El ministro de Salud de la Nación, Adolfo Rubinstein, encabezó un encuentro con representantes de Unicef y de la Organización Panamericana de la Salud (OPS) en Argentina, aliados estratégicos en lucha contra el sobrepeso y la obesidad infantil, para avanzar en políticas públicas para controlar esta problemática.
“La lucha contra la obesidad y el sobrepeso infantil es una de las prioridades de la gestión y una de las 10 metas establecidas por el Presidente, y en esto la sociedad civil tiene un papel central”, definió Rubinstein, y agregó que “el acompañamiento de organismos como Unicef y OPS es muy importante para sensibilizar a los distintos actores involucrados y avanzar en políticas públicas concretas que frenen este flagelo”.

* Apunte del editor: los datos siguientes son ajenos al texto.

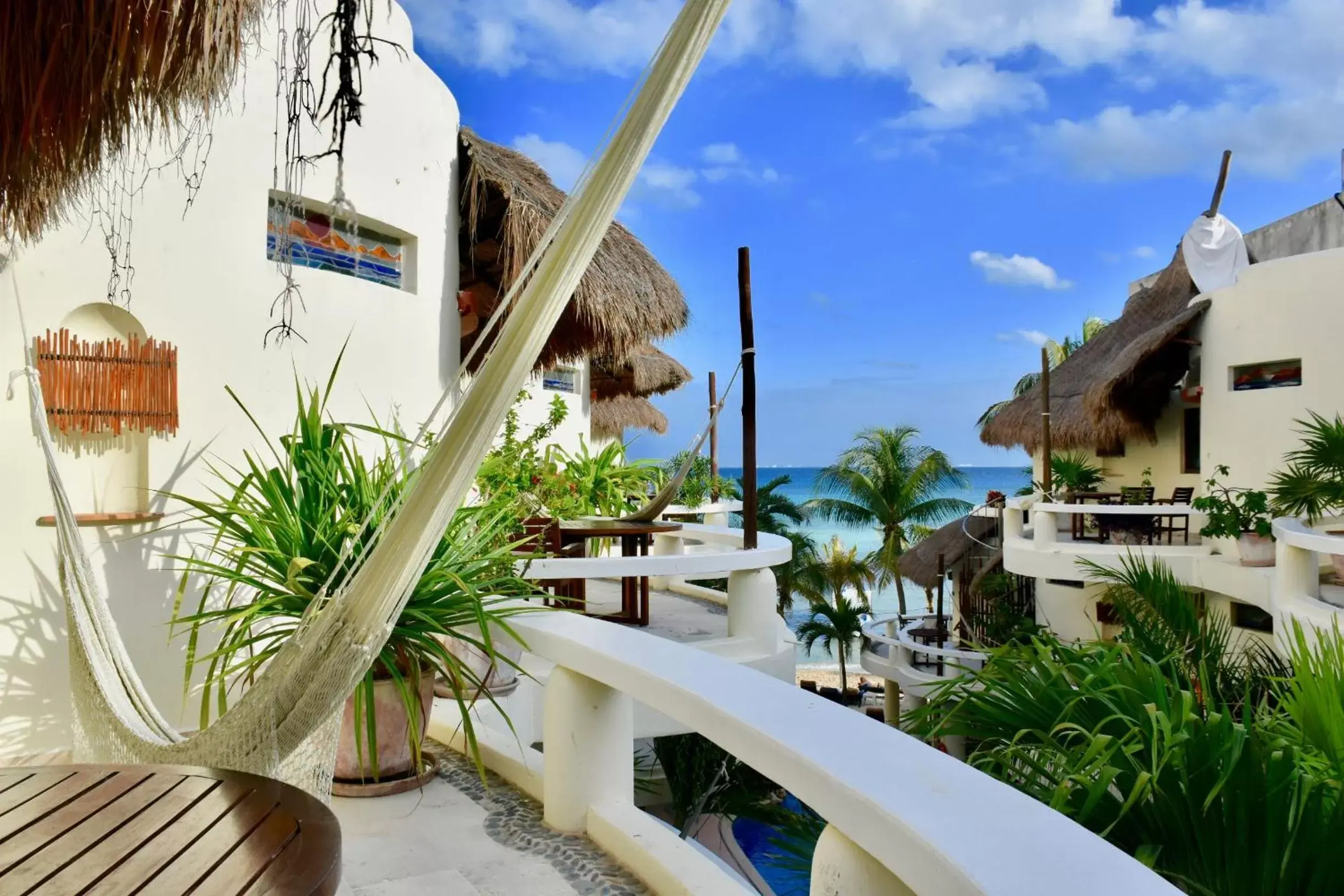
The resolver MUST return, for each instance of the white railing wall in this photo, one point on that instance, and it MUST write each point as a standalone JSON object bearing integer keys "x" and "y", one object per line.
{"x": 902, "y": 817}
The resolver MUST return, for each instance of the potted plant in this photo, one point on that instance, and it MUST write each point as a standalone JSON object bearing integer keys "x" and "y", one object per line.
{"x": 292, "y": 528}
{"x": 1312, "y": 484}
{"x": 1238, "y": 513}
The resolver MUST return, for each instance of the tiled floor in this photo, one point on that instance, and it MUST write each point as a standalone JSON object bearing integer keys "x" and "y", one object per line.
{"x": 458, "y": 837}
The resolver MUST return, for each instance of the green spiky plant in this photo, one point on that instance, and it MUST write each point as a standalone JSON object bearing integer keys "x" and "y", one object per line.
{"x": 292, "y": 527}
{"x": 1218, "y": 766}
{"x": 1312, "y": 484}
{"x": 605, "y": 483}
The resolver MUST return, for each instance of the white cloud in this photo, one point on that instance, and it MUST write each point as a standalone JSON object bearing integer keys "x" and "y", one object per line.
{"x": 562, "y": 161}
{"x": 1019, "y": 271}
{"x": 721, "y": 155}
{"x": 668, "y": 184}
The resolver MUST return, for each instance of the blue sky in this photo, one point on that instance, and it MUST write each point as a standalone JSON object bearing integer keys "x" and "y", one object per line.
{"x": 928, "y": 187}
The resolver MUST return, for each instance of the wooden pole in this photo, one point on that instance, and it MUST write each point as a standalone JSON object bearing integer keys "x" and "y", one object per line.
{"x": 1218, "y": 187}
{"x": 714, "y": 438}
{"x": 749, "y": 499}
{"x": 1048, "y": 474}
{"x": 940, "y": 626}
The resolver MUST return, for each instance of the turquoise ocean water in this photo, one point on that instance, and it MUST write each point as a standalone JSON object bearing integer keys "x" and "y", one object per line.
{"x": 982, "y": 480}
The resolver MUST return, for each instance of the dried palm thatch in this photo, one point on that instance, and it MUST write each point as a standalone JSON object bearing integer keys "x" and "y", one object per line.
{"x": 920, "y": 563}
{"x": 80, "y": 77}
{"x": 643, "y": 372}
{"x": 624, "y": 300}
{"x": 612, "y": 417}
{"x": 1116, "y": 386}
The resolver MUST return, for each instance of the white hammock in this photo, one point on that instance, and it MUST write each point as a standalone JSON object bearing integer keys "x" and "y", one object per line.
{"x": 285, "y": 725}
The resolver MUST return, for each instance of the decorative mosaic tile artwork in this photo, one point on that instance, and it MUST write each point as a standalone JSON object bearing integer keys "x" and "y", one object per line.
{"x": 347, "y": 248}
{"x": 515, "y": 821}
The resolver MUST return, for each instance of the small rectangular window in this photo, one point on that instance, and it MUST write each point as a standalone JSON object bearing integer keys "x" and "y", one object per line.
{"x": 311, "y": 236}
{"x": 1246, "y": 615}
{"x": 1190, "y": 440}
{"x": 1247, "y": 378}
{"x": 561, "y": 379}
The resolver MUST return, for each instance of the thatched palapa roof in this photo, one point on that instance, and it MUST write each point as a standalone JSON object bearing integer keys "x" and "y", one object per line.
{"x": 1116, "y": 386}
{"x": 612, "y": 417}
{"x": 624, "y": 300}
{"x": 643, "y": 372}
{"x": 79, "y": 77}
{"x": 920, "y": 563}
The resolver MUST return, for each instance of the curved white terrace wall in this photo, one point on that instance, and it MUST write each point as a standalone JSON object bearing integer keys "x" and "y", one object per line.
{"x": 202, "y": 281}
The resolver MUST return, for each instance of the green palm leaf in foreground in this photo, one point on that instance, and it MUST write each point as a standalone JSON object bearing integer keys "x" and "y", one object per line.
{"x": 1225, "y": 781}
{"x": 290, "y": 528}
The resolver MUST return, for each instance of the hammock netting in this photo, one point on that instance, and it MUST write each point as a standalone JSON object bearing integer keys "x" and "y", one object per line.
{"x": 285, "y": 725}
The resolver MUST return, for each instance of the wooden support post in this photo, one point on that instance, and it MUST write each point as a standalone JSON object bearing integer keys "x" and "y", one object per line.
{"x": 1048, "y": 474}
{"x": 749, "y": 497}
{"x": 938, "y": 625}
{"x": 1218, "y": 187}
{"x": 714, "y": 438}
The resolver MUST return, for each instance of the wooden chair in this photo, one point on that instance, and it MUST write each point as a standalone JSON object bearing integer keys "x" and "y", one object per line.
{"x": 541, "y": 537}
{"x": 1182, "y": 495}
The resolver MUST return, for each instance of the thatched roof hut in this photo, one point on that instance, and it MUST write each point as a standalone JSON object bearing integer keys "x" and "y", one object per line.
{"x": 646, "y": 371}
{"x": 624, "y": 300}
{"x": 612, "y": 417}
{"x": 1116, "y": 386}
{"x": 79, "y": 77}
{"x": 920, "y": 563}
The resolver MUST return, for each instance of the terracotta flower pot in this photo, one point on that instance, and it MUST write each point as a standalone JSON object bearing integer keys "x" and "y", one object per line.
{"x": 499, "y": 677}
{"x": 1256, "y": 550}
{"x": 391, "y": 730}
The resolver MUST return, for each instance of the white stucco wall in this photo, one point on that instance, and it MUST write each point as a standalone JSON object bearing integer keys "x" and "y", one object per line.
{"x": 203, "y": 283}
{"x": 1281, "y": 309}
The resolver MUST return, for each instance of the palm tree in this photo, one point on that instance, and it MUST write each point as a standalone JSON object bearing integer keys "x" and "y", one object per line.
{"x": 894, "y": 484}
{"x": 835, "y": 621}
{"x": 1058, "y": 352}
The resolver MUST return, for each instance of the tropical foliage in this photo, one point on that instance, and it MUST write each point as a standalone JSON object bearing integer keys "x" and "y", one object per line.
{"x": 833, "y": 618}
{"x": 1233, "y": 512}
{"x": 290, "y": 528}
{"x": 892, "y": 483}
{"x": 605, "y": 484}
{"x": 1312, "y": 484}
{"x": 1055, "y": 354}
{"x": 1208, "y": 759}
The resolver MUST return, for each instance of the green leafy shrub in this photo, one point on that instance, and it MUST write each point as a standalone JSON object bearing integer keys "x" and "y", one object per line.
{"x": 1233, "y": 512}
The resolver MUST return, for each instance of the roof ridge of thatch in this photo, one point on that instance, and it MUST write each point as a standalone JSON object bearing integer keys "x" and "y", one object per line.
{"x": 612, "y": 417}
{"x": 1113, "y": 387}
{"x": 624, "y": 299}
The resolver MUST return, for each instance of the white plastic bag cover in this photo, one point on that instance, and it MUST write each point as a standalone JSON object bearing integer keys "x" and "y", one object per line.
{"x": 1216, "y": 253}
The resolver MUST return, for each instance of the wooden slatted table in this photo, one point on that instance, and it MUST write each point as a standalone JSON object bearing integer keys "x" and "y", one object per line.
{"x": 163, "y": 831}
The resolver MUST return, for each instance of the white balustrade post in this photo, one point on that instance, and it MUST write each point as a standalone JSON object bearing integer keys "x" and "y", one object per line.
{"x": 842, "y": 868}
{"x": 1045, "y": 530}
{"x": 1296, "y": 575}
{"x": 752, "y": 601}
{"x": 665, "y": 546}
{"x": 589, "y": 743}
{"x": 892, "y": 690}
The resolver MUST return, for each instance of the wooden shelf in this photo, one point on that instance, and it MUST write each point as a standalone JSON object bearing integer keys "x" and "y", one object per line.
{"x": 105, "y": 519}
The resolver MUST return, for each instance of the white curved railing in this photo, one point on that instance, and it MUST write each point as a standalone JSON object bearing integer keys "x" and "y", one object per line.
{"x": 719, "y": 551}
{"x": 1297, "y": 589}
{"x": 898, "y": 663}
{"x": 932, "y": 824}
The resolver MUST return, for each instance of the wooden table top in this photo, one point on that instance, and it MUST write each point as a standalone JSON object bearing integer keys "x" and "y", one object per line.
{"x": 166, "y": 831}
{"x": 616, "y": 528}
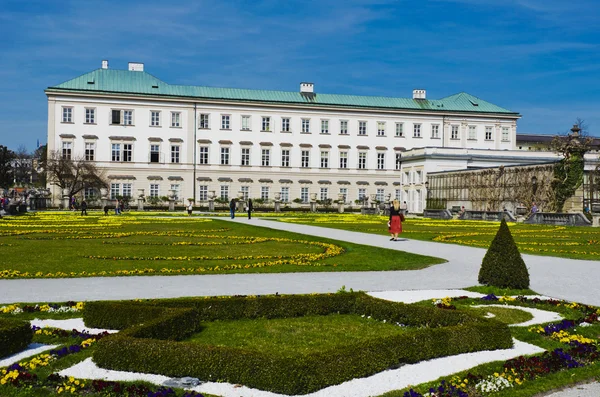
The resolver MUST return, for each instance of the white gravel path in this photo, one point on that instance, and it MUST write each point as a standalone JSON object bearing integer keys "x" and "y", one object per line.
{"x": 70, "y": 324}
{"x": 539, "y": 316}
{"x": 411, "y": 374}
{"x": 32, "y": 350}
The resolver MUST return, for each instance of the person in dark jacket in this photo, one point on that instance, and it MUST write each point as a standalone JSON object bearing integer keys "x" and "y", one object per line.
{"x": 249, "y": 208}
{"x": 395, "y": 222}
{"x": 232, "y": 208}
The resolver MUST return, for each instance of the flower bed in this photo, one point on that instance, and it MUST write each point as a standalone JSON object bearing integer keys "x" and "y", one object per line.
{"x": 148, "y": 348}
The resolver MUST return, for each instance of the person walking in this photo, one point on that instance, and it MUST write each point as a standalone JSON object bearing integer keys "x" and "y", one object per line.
{"x": 232, "y": 208}
{"x": 395, "y": 221}
{"x": 249, "y": 208}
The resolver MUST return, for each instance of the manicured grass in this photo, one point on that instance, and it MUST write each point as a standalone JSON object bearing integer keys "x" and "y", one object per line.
{"x": 292, "y": 336}
{"x": 64, "y": 244}
{"x": 561, "y": 241}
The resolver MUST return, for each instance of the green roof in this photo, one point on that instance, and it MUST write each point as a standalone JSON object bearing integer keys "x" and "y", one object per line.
{"x": 142, "y": 83}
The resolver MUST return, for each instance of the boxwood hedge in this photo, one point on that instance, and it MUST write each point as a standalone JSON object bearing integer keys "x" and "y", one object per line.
{"x": 15, "y": 335}
{"x": 146, "y": 347}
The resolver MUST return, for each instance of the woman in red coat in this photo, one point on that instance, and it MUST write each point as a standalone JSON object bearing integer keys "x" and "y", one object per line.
{"x": 395, "y": 222}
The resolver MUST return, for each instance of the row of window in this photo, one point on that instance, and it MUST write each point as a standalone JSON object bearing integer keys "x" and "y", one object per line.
{"x": 126, "y": 189}
{"x": 125, "y": 117}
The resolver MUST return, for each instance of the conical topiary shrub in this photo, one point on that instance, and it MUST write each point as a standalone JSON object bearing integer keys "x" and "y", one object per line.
{"x": 502, "y": 265}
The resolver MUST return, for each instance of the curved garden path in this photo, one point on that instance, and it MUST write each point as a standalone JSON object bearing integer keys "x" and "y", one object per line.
{"x": 568, "y": 279}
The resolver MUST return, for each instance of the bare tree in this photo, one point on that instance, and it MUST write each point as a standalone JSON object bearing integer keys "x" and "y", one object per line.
{"x": 73, "y": 174}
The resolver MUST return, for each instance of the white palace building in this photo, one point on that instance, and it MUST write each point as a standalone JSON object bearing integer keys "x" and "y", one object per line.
{"x": 148, "y": 134}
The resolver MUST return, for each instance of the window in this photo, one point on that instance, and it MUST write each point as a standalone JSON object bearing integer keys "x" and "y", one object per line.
{"x": 343, "y": 159}
{"x": 127, "y": 152}
{"x": 203, "y": 192}
{"x": 246, "y": 123}
{"x": 305, "y": 159}
{"x": 285, "y": 158}
{"x": 245, "y": 156}
{"x": 265, "y": 157}
{"x": 344, "y": 127}
{"x": 175, "y": 119}
{"x": 225, "y": 121}
{"x": 304, "y": 194}
{"x": 285, "y": 194}
{"x": 400, "y": 129}
{"x": 285, "y": 124}
{"x": 266, "y": 124}
{"x": 224, "y": 192}
{"x": 324, "y": 159}
{"x": 381, "y": 128}
{"x": 264, "y": 192}
{"x": 362, "y": 160}
{"x": 362, "y": 193}
{"x": 203, "y": 121}
{"x": 175, "y": 153}
{"x": 127, "y": 188}
{"x": 115, "y": 152}
{"x": 362, "y": 128}
{"x": 245, "y": 192}
{"x": 473, "y": 132}
{"x": 224, "y": 156}
{"x": 122, "y": 117}
{"x": 67, "y": 150}
{"x": 380, "y": 161}
{"x": 154, "y": 153}
{"x": 203, "y": 153}
{"x": 155, "y": 118}
{"x": 306, "y": 126}
{"x": 344, "y": 193}
{"x": 67, "y": 114}
{"x": 90, "y": 149}
{"x": 324, "y": 126}
{"x": 416, "y": 130}
{"x": 454, "y": 132}
{"x": 114, "y": 190}
{"x": 324, "y": 193}
{"x": 90, "y": 115}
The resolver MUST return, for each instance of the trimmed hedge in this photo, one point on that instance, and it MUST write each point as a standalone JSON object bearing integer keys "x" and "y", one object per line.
{"x": 15, "y": 335}
{"x": 440, "y": 333}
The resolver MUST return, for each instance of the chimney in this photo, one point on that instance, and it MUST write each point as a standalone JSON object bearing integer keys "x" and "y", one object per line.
{"x": 307, "y": 87}
{"x": 419, "y": 94}
{"x": 136, "y": 67}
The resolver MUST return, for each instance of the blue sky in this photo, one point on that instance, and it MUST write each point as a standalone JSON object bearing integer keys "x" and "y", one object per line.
{"x": 536, "y": 57}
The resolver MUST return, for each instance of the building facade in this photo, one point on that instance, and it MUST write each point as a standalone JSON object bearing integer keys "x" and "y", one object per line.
{"x": 147, "y": 134}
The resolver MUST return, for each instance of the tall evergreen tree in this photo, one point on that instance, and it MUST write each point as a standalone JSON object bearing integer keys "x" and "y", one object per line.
{"x": 503, "y": 265}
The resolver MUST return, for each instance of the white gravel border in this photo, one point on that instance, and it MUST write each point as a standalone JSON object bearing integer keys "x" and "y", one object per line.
{"x": 410, "y": 374}
{"x": 69, "y": 325}
{"x": 31, "y": 350}
{"x": 539, "y": 316}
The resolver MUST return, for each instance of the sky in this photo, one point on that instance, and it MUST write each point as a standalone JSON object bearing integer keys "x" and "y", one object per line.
{"x": 540, "y": 58}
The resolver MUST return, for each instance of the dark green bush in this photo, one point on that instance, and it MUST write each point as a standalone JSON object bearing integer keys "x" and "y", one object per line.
{"x": 439, "y": 333}
{"x": 15, "y": 335}
{"x": 502, "y": 265}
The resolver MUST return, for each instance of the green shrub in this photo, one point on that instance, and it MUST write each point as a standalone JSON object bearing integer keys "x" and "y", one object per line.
{"x": 15, "y": 335}
{"x": 502, "y": 265}
{"x": 439, "y": 333}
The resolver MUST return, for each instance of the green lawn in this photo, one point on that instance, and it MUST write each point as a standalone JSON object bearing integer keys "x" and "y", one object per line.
{"x": 292, "y": 336}
{"x": 561, "y": 241}
{"x": 64, "y": 244}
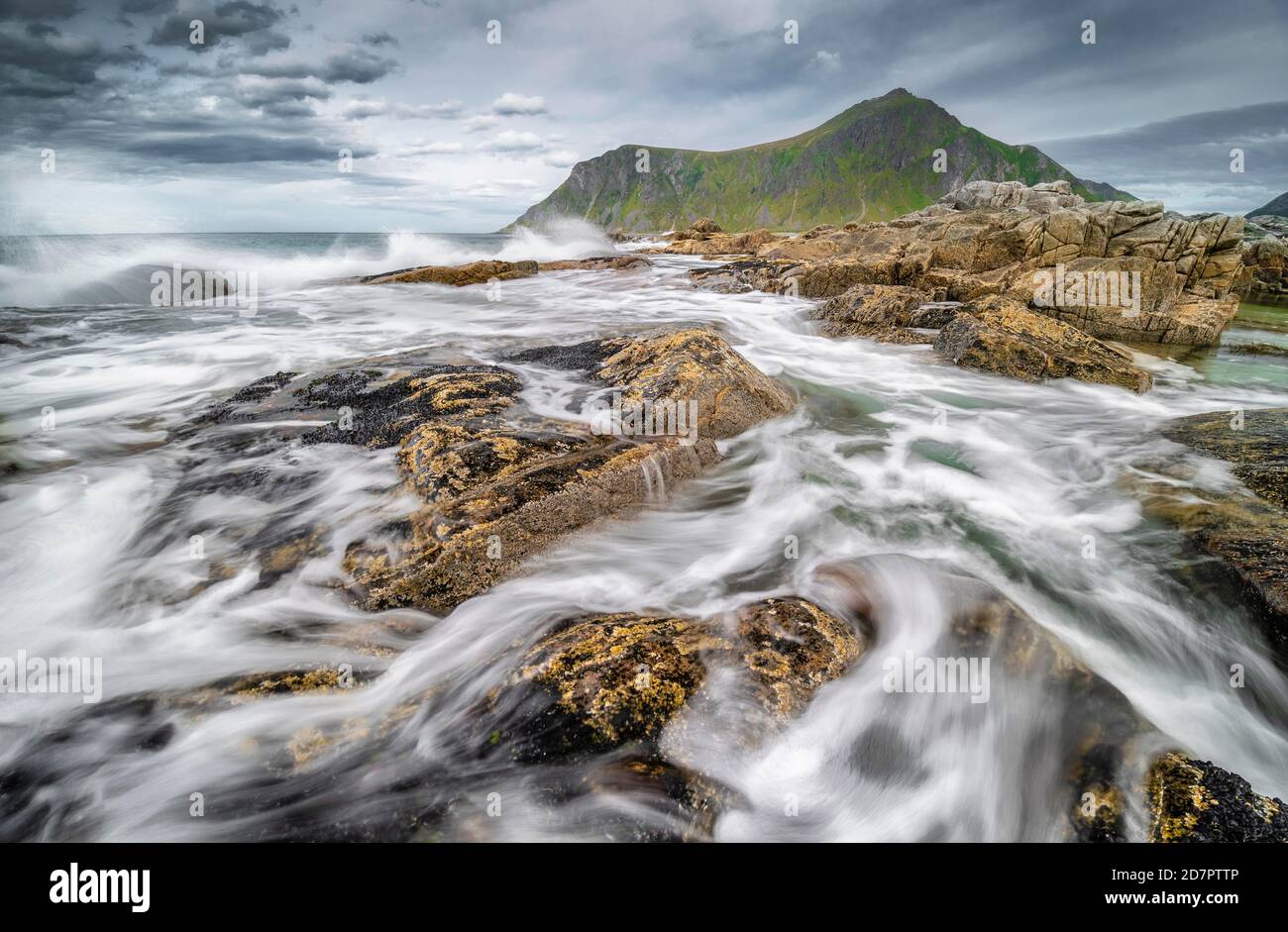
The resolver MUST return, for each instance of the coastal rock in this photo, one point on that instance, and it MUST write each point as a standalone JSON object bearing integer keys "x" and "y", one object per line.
{"x": 1196, "y": 801}
{"x": 1091, "y": 726}
{"x": 695, "y": 365}
{"x": 1003, "y": 336}
{"x": 497, "y": 483}
{"x": 608, "y": 679}
{"x": 626, "y": 262}
{"x": 1248, "y": 535}
{"x": 459, "y": 275}
{"x": 885, "y": 312}
{"x": 1265, "y": 267}
{"x": 500, "y": 489}
{"x": 1117, "y": 270}
{"x": 1004, "y": 194}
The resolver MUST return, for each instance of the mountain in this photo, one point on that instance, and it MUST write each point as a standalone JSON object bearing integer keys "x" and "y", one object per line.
{"x": 874, "y": 161}
{"x": 1276, "y": 207}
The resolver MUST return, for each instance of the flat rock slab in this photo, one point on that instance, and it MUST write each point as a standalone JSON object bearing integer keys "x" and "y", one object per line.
{"x": 1010, "y": 340}
{"x": 459, "y": 275}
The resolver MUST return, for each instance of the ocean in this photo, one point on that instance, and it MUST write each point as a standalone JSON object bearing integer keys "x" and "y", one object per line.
{"x": 890, "y": 455}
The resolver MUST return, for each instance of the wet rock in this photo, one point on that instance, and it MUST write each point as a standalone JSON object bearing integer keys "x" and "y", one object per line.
{"x": 1196, "y": 801}
{"x": 1247, "y": 535}
{"x": 459, "y": 275}
{"x": 993, "y": 239}
{"x": 1257, "y": 349}
{"x": 885, "y": 312}
{"x": 498, "y": 489}
{"x": 1265, "y": 265}
{"x": 1253, "y": 442}
{"x": 498, "y": 484}
{"x": 738, "y": 277}
{"x": 697, "y": 365}
{"x": 687, "y": 244}
{"x": 1089, "y": 726}
{"x": 609, "y": 679}
{"x": 1005, "y": 338}
{"x": 596, "y": 264}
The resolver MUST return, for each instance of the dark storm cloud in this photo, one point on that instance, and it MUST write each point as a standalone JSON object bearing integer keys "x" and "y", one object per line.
{"x": 38, "y": 9}
{"x": 51, "y": 59}
{"x": 1196, "y": 151}
{"x": 224, "y": 150}
{"x": 290, "y": 84}
{"x": 355, "y": 65}
{"x": 223, "y": 21}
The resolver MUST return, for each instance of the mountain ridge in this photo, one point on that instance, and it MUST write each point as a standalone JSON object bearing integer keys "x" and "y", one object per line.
{"x": 872, "y": 161}
{"x": 1276, "y": 207}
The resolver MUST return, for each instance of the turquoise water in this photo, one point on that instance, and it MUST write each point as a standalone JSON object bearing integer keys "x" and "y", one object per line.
{"x": 889, "y": 452}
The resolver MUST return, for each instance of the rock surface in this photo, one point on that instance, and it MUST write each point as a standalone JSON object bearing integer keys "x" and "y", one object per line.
{"x": 1248, "y": 535}
{"x": 616, "y": 678}
{"x": 1196, "y": 801}
{"x": 459, "y": 275}
{"x": 498, "y": 484}
{"x": 627, "y": 262}
{"x": 1117, "y": 270}
{"x": 1008, "y": 339}
{"x": 1265, "y": 267}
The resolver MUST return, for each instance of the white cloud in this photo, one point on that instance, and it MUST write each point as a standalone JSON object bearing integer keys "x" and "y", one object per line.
{"x": 827, "y": 60}
{"x": 518, "y": 104}
{"x": 361, "y": 108}
{"x": 480, "y": 123}
{"x": 561, "y": 158}
{"x": 425, "y": 149}
{"x": 513, "y": 142}
{"x": 447, "y": 110}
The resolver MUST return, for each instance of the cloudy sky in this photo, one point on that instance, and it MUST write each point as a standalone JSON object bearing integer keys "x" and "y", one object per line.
{"x": 450, "y": 132}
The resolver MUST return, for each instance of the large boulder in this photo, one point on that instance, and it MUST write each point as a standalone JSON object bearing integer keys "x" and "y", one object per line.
{"x": 1247, "y": 533}
{"x": 1196, "y": 801}
{"x": 599, "y": 682}
{"x": 694, "y": 365}
{"x": 625, "y": 262}
{"x": 459, "y": 275}
{"x": 497, "y": 483}
{"x": 1003, "y": 336}
{"x": 1133, "y": 270}
{"x": 1265, "y": 267}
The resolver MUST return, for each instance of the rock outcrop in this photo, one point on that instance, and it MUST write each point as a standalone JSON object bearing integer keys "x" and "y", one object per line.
{"x": 1116, "y": 270}
{"x": 500, "y": 484}
{"x": 1265, "y": 266}
{"x": 1005, "y": 338}
{"x": 459, "y": 275}
{"x": 1247, "y": 533}
{"x": 608, "y": 679}
{"x": 626, "y": 262}
{"x": 1196, "y": 801}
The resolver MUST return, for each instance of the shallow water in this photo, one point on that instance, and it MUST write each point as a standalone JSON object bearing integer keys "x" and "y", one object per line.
{"x": 889, "y": 454}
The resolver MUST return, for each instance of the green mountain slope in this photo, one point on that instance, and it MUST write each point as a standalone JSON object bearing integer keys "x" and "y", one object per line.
{"x": 874, "y": 161}
{"x": 1276, "y": 207}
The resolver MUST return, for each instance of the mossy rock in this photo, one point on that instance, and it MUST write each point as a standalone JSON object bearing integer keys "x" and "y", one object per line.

Del encuentro, que se realizó en la sede de la cartera sanitaria, participaron la representante de OPS en Argentina, Maureen Birmingham, la representante de Unicef, Ana de Mendoza, la directora de Promoción de la Salud y Control de las Enfermedades No Transmisibles del ministerio de salud nacional, Verónica Shoj, y técnicos especialistas en la materia.
En ese marco, el ministro adelantó que la cartera sanitaria viene trabajando en un Plan Nacional de Prevención para la obesidad y el sobrepeso infantil – cuyo lanzamiento se prevé para la segunda mitad del año– que incluye políticas proactivas de educación, promoción y prevención de la problemática, así como también la implementación de marcos regulatorios que desincentiven la producción de alimentos no saludables.